The relocation of this thing proved to be a very painful, very strenuous process. It still makes me cringe just thinking about it. In summary: small Asian woman, her blind roommate and I attempt to carry the thing to my car while her toddler son stands by and cries. Very large black neighbor asks me to hold his pit bull while he shoulders the entire thing by himself and carries it effortlessly to my (might-be-too-small, I suddenly realize) car. Fit the table into the car only after rolling the windows down to allow the legs to stick out (poor car receives scratches and dents). Once home, I attempt to get the thing out of my car and wheel it up to my place, solo, incurring many scratches, bruises, and possibly some type of psychological trauma that has yet to surface (I'm guessing it will be a fear of dolly carts and bungee cables).
BUT without further ado, here it is:
But it was only $40, and that's a great price for good bones!
A serious makeover was in order. The table would have to be taken apart and the finish stripped away. I used a gel-like varnish remover and covered it in seran-wrap to keep it from drying out (this all took place on my very cold balcony...also, I do NOT recommend doing this on a balcony).
Notice that I forgot the very important step of taking the table apart. :( I ended up getting some remover on the metal legs, which had been finished with some sort of matte coating to make it look like brushed metal. Underneath was a shiny metal that looked pretty sweet, but that meant another piece to add to the two wood pieces already on the list.
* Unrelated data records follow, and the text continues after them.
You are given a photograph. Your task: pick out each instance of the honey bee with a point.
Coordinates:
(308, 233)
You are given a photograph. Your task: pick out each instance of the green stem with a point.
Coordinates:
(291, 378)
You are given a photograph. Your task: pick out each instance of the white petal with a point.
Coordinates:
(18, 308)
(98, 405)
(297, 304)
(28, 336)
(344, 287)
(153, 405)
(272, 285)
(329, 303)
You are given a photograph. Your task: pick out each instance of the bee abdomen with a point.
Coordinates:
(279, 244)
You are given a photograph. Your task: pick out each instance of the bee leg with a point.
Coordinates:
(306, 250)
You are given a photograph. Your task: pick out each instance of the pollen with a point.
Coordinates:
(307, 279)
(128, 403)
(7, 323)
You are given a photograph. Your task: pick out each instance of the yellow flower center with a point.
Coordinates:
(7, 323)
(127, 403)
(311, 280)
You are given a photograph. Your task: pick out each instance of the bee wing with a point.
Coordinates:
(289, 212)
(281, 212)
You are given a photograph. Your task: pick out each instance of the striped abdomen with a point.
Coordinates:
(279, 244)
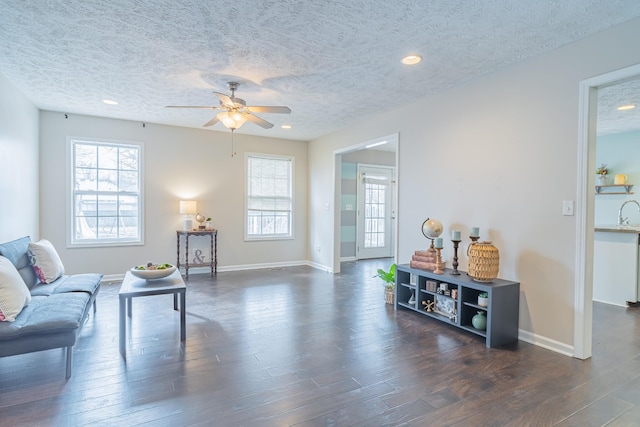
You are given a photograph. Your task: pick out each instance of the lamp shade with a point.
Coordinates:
(188, 207)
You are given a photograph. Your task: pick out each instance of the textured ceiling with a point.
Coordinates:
(610, 120)
(330, 61)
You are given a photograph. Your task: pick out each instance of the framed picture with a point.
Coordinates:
(445, 306)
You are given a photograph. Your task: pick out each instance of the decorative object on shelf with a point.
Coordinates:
(389, 278)
(626, 189)
(479, 321)
(484, 261)
(200, 219)
(619, 179)
(425, 260)
(152, 271)
(602, 172)
(431, 286)
(432, 228)
(440, 265)
(445, 306)
(503, 310)
(198, 258)
(483, 299)
(455, 238)
(188, 208)
(428, 305)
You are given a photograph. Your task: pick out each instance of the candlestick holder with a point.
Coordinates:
(455, 271)
(439, 264)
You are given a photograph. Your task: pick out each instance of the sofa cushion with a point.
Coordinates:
(17, 251)
(86, 282)
(45, 261)
(14, 294)
(47, 315)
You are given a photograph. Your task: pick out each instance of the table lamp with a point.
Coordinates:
(188, 208)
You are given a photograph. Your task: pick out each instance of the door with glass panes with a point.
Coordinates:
(375, 195)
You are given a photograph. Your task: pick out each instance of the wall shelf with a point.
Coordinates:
(615, 187)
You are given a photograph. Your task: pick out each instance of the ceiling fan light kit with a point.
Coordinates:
(232, 119)
(235, 111)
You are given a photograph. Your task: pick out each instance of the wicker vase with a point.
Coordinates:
(484, 261)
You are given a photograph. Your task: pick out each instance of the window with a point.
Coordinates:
(106, 193)
(269, 199)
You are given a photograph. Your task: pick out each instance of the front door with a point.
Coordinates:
(375, 195)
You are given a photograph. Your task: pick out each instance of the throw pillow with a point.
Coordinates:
(45, 261)
(14, 294)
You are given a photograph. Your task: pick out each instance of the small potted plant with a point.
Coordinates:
(602, 172)
(389, 278)
(483, 299)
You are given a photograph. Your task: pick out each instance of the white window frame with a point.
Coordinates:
(262, 237)
(72, 192)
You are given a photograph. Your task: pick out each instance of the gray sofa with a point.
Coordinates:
(57, 310)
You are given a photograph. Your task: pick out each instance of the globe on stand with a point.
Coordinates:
(432, 228)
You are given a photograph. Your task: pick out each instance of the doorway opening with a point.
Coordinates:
(375, 214)
(585, 220)
(381, 154)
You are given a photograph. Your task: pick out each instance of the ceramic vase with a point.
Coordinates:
(479, 321)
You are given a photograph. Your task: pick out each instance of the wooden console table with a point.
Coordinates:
(213, 263)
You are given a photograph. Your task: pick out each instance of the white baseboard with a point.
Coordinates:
(545, 342)
(252, 266)
(113, 278)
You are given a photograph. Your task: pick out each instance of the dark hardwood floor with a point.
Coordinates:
(300, 347)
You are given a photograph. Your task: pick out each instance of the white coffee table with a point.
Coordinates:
(133, 287)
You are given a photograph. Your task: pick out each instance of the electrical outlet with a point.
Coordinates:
(567, 208)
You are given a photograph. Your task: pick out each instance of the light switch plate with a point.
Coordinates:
(567, 208)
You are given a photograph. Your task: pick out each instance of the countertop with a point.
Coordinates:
(618, 228)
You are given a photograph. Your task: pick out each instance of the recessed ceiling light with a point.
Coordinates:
(411, 59)
(626, 107)
(375, 144)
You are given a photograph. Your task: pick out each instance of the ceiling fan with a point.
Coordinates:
(235, 111)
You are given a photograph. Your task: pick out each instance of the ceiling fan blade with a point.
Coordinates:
(211, 122)
(208, 107)
(224, 99)
(269, 109)
(257, 120)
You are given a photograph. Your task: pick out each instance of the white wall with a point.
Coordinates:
(499, 153)
(18, 164)
(179, 163)
(621, 152)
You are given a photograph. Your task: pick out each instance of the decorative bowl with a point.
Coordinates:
(153, 274)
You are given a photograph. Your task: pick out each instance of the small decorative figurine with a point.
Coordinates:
(428, 305)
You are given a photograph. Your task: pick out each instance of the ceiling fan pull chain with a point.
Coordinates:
(233, 153)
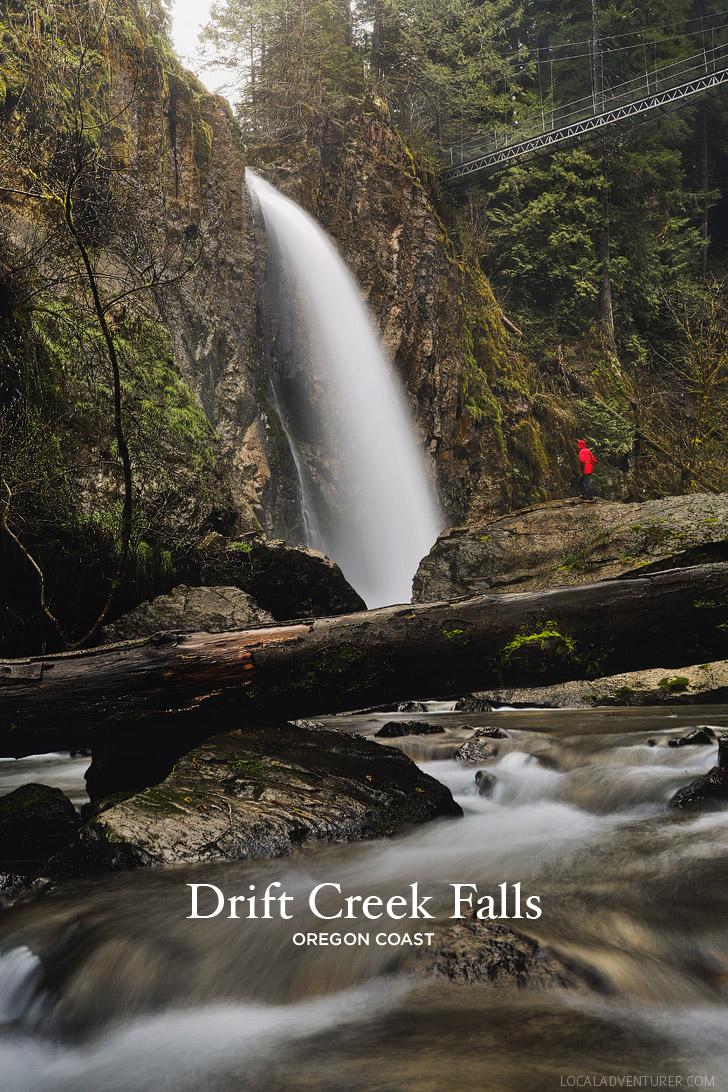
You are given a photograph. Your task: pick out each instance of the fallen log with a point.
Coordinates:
(371, 657)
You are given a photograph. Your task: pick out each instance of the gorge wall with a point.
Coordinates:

Once I scraped away the varnish and remover, I cleaned up any remaining goop and went to work on the rest of the stain with an electric sander (thank you Nick!). This was probably the most taxing part of the project in terms of messiness, physical effort and um, the neighbors' peace and quiet. Seriously for about three Sundays in a row I was outside for several hours sanding away (Sunday, because the apt. office is closed and no one can complain about me :D).
And remember, I did all that sanding for TWO pieces. Working with an electric sander does strange things to the nerves in your hand. After a while, they start to have that tingly feeling like when your hand is coming out of numbness, but it lasts for a really long time. Probably not natural.
Once the wood pieces were finally stripped down to their beautiful bare selves, it was time to apply a new finish. It was also time to raid Teako's old sock stash.
I'm a big, big fan of bringing out the natural color of a good piece of wood rather than using a stain, so for this guy I used a clear, glossy Polyurethane.
This is what it looked like after the first coat. You can already see the natural luster of the wood coming out beautifully.
I did five coats for the top piece and three coats for the bottom. I also stripped away the rest of the matte finish on the metal frame. Once I finally put it all together (about 2 months after starting the whole project), it was lovely.
I'm totally in love with this table, and even more-so because I feel like all the sweat and tears I put into it really made it mine. And to all you obsessive coaster people...I get it now.